失くしてみて、その有り難さにあらためて気付くこともある。

 そう、母親の手料理みたいなものだ。実家を出て、ひとり暮らしを始めたばかりの頃、コンビニ弁当やレトルト食品の夕飯が妙に新鮮だったりする。ある意味、真夜中に一人で食べるカップ麺は自由な生活の象徴だ。しかし、しばらくするとあまりの単調な味に愕然として、やがてそれらの匂いを嗅ぐだけでも食欲が失われる。そして、思うわけだ。「毎日、決まった時間に用意してくれていた、母ちゃんの手料理は最高に美味かったんだな」と。普通にあって当たり前の日常にいる時は気が付くことができなかった、その貴重さ。

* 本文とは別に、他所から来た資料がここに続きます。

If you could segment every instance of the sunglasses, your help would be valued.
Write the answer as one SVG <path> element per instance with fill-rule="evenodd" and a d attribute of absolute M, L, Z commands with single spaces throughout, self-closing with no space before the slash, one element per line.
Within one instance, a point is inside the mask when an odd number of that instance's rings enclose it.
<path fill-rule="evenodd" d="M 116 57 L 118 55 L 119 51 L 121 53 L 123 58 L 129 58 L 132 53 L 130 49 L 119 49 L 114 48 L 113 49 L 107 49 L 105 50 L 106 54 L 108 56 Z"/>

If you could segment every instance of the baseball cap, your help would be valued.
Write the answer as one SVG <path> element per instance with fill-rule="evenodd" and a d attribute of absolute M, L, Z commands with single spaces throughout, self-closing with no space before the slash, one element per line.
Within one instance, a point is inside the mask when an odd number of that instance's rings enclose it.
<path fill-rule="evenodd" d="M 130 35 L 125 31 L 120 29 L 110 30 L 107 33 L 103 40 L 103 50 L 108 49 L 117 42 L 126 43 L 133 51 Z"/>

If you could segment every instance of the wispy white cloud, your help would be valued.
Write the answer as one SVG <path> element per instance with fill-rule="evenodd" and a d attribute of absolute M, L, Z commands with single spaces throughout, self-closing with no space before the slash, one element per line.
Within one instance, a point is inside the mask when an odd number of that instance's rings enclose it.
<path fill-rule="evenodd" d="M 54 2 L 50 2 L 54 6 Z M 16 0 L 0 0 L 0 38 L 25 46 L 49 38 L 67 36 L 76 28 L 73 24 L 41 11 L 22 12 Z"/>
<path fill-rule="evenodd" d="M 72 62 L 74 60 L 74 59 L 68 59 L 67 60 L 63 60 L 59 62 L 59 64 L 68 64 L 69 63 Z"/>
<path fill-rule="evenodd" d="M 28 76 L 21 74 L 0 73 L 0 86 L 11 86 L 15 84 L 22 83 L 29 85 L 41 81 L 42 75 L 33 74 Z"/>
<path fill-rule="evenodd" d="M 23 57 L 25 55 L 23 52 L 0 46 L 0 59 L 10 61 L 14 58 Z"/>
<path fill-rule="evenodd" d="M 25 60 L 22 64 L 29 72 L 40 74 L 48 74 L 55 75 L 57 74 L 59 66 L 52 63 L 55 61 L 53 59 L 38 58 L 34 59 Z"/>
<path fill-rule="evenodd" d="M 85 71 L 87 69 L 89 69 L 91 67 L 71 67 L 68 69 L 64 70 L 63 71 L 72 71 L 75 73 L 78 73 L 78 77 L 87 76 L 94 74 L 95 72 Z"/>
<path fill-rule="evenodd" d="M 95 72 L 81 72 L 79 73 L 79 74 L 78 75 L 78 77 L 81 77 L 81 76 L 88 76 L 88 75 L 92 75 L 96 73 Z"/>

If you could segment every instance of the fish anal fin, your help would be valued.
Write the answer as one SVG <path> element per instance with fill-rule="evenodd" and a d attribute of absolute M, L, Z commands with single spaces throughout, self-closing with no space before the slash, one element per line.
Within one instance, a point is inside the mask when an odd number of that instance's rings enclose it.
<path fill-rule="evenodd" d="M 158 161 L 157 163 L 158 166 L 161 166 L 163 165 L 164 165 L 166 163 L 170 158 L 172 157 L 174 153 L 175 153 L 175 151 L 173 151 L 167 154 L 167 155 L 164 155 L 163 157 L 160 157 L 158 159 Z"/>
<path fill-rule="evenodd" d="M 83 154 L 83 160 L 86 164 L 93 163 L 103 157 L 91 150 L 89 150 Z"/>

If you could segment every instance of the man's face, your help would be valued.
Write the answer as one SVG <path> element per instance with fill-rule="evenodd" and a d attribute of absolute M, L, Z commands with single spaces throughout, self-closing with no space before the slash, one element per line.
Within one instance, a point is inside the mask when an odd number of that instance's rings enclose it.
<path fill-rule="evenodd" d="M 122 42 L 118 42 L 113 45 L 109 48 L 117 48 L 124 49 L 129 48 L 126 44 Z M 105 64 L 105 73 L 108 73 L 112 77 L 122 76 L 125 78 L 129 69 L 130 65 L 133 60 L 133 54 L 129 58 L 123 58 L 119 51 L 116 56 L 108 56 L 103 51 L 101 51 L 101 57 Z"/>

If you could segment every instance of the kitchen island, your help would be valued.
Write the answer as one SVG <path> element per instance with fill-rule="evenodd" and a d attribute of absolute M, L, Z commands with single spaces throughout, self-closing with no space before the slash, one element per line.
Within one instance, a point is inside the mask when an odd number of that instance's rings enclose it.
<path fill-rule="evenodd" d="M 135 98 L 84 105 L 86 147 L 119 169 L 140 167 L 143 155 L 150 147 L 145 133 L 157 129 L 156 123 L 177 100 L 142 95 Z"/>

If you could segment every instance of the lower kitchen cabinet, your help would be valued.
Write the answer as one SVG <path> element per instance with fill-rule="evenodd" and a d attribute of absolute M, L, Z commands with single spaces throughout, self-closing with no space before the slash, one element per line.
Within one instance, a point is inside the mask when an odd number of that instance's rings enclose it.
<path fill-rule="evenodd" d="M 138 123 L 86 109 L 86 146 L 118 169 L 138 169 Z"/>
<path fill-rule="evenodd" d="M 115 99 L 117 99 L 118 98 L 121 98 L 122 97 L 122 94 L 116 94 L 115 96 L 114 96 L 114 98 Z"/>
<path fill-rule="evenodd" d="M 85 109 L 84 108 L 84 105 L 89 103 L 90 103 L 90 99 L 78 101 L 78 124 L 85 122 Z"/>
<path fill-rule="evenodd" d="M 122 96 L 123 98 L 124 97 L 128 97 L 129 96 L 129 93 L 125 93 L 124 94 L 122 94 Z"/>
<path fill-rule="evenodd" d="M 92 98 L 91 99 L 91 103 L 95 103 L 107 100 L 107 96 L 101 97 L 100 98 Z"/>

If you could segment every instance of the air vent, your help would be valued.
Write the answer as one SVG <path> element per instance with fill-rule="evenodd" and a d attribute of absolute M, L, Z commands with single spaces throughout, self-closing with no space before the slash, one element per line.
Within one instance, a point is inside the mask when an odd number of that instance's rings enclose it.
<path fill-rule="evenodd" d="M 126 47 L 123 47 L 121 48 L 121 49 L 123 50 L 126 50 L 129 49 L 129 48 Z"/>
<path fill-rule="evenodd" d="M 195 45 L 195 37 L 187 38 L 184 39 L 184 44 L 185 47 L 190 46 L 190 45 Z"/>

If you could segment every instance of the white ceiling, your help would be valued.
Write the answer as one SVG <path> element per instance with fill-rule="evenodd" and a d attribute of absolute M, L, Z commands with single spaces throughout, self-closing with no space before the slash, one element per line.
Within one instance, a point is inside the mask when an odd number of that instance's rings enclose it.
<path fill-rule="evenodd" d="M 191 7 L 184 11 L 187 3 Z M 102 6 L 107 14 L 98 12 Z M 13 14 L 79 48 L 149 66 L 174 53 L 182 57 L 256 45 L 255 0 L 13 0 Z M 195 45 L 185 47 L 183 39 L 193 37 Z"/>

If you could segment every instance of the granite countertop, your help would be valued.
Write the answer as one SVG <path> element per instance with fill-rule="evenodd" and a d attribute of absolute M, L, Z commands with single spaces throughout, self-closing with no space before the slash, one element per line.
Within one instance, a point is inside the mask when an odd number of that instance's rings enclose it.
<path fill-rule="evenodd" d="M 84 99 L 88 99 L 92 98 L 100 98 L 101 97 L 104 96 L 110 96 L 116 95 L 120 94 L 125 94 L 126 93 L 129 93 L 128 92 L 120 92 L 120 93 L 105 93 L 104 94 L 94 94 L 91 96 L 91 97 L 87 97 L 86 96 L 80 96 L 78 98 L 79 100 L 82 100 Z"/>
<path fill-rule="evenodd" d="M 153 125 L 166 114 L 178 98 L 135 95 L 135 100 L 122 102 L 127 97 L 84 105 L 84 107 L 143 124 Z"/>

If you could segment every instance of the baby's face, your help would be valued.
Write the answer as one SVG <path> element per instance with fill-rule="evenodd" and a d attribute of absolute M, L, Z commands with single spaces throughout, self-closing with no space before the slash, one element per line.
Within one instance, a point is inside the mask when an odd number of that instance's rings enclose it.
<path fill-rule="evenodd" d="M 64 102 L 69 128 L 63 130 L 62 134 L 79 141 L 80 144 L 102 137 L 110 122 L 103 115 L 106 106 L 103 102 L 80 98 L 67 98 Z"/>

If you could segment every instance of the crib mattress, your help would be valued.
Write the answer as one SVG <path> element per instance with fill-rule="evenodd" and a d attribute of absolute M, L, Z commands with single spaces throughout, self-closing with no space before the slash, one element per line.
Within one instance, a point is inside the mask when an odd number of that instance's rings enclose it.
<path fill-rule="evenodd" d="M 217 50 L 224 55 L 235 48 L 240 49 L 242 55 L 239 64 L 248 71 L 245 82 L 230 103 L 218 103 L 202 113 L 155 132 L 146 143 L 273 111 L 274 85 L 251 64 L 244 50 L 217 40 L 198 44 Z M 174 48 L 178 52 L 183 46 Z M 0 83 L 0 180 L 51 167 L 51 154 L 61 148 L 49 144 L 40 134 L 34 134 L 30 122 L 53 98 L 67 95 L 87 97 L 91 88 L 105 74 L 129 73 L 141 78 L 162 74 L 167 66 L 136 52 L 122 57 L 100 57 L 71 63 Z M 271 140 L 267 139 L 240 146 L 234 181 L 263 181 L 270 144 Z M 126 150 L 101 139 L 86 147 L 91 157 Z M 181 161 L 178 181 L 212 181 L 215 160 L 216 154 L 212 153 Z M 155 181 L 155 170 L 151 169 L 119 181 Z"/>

 今の巨人ブルペンにおける、スコット・マシソンみたいなものだ。来日7年目の今季は34試合で0勝3敗8セーブ、14ホールド、防御率2.97を挙げるも、7月29日に左膝痛で選手登録抹消。先日、患部の状態が回復しないため渡米して左膝手術を受け、今季中の実戦復帰は絶望的と報じられた。近年の背番号20は「巨人ブルペンの最後の砦」といった存在だった。カミネロが不安定でも、上原が衰えても、澤村が劇場炎上でも、俺らにはマシソンがいる。そんな切り札だったのである。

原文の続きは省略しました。